Period FY12/4Q12
Actual vs. Expectations PT Bank Internasional Indonesia Tbk (“BII”)
posted a FY12 PAT of Rp1.2t.
Dividends No
dividend was proposed during the quarter.
Key Result Highlights
On a YoY comparison, the FY12 PAT of Rp1,208b
was higher by 81.0% due to a strong balance sheet expansion. Loans growth
increased strongly by 20.0% YoY to Rp80.9t, driven by SME (+41% YoY) and Corporate
(+24% YoY).
Consequently, net
interest income was up by 33% YoY to Rp2,005b. The NIM, meanwhile, widened by
51bps YoY to 5.73%. The higher-than-expected FY12 NIM expansion showed that the
group did well in pricing discipline on its funding cost. The high LDR of 93.0% contributed heavily to
the NIM expansion in our view.
However, the
Rp2,151.0b in Non-Interest Income fell 8.0% YoY due to the drop in two-wheeler
business, which was impacted by the new LTV rule.
The opex of
Rp4,859.0b was up 12.0% YoY. Personnel cost added mostly to the higher opex.

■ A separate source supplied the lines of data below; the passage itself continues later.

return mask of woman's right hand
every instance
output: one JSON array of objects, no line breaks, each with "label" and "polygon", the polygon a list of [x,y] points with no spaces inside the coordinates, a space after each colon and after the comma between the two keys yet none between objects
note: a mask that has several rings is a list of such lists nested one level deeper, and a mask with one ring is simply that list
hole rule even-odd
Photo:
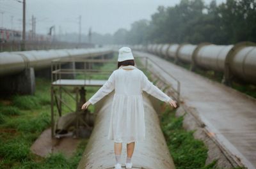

The higher revenues mentioned above led to a lower cost-toincome ratio of 65.1%
(-3.61% YoY).
The net impaired
loans ratio was sustained at 1.26% (1.24% in 2011). As a result, the ROE also
increased by 6.63% to 15.8%.
Outlook BII’s
outlook should remain positive in 2013 given its accelerating balance sheet
growth strategy. During the briefing, management said it expects volume growth
to remain strong and has set the headline KPI loan growth target at 22% YoY for
the year with a preference on growing its SME, Corporate and four-wheeler loans
as the drivers for 2013. Meanwhile, the
group also sees a narrower NIM in the range of 5.4-5.5%. The group is now targeting a cost-to-income
at below 60% and is also continuously improving its asset quality via a lower NPL
ratio.
We remain confident
of BII’s balance sheet growth story and do not discount the possibility of a
capital injection by Maybank Group given that a USD150m equity injection should
see BII’s Total Capital Ratio improve to 13.0%.
Change to Forecasts There are no changes to our earnings estimates
on the overall Maybank Group.
Rating Maintain OUTPERFORM
Our OUTPERFORM rating
is maintained as the current share price implies a 21% total upside (together
with a 6.55% net div. yield) to our Target Price (TP).
Valuation Our
Target Price of RM10.40, based on 2.0x FY13 P/BV and implying a 14.9x FY13 PER,
is retained.
Risks Unexpected slowdown in fee incomes.